Hackers accessed a sensitive computer server containing the personal information of faculty and students at Virginia Commonwealth University (VCU) in Richmond.

How many victims? 176,567.

What type of personal information? Names or electronic identification, Social Security numbers and, in some cases, dates of birth and home addresses. Affected individuals include current and former VCU and VCU Health System faculty, staff, students and affiliates, such as contractors and visiting professors. VCU Health System patients were not affected.

What happened? During routine monitoring, suspicious files were found Oct. 24 on a server containing sensitive data. The affected server was taken offline, and a forensic examination showed that intruders accessed the system from an IP address within the United States and stayed connected for 16 minutes.

Five days later, university officials found two unauthorized programs on a second server.

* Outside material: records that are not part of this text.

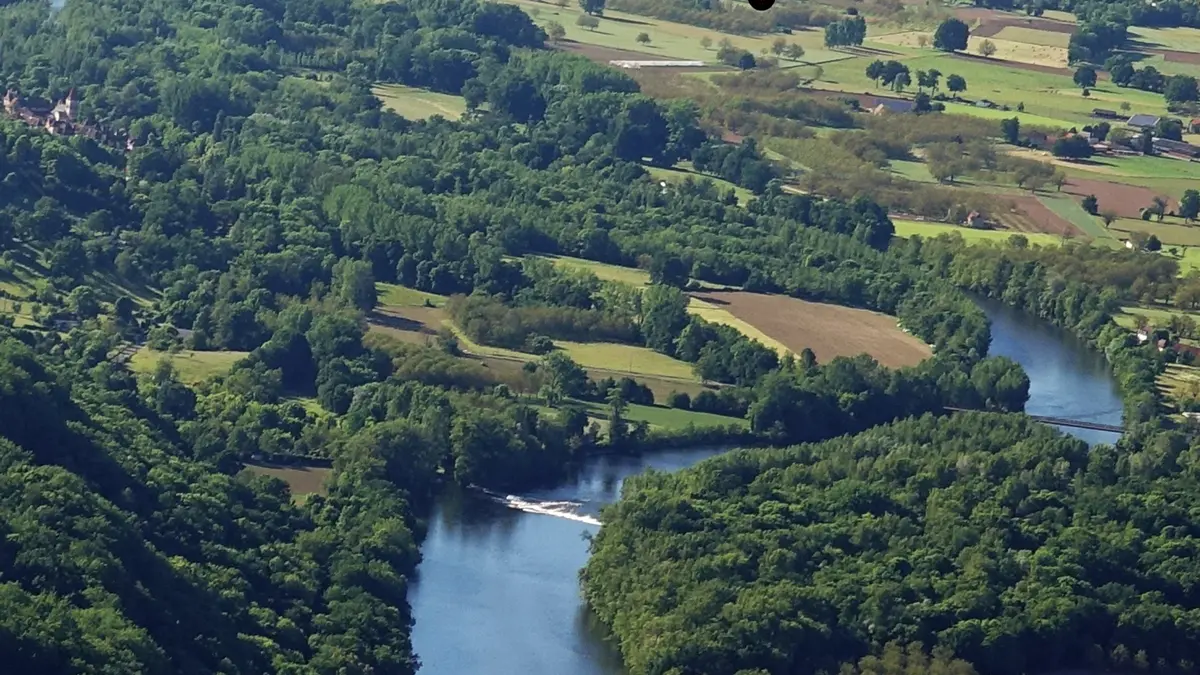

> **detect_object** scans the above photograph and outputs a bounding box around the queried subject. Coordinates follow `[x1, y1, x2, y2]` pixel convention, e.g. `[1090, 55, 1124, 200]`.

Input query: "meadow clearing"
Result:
[246, 462, 334, 503]
[371, 84, 467, 120]
[130, 347, 250, 384]
[505, 0, 850, 65]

Investigators determined that the attackers planted malicious programs on the first breached server, which enabled them to perform subsequent attacks and access other systems.

Details: School officials do not believe the attackers accessed the information for the purpose of conducting identity theft, though they did not say what they believe the hackers' motivation was. This is not the first breach VCU has experienced. In 2009, a university computer containing 17,214 Social Security numbers was stolen.

What was the response? The university is planning to hire an outside consultant to examine its information technology systems. Affected individuals are being notified. VCU police and the FBI are investigating the incident. The university is not providing affected individuals with free identity protection services because it deems the risk of identity theft low.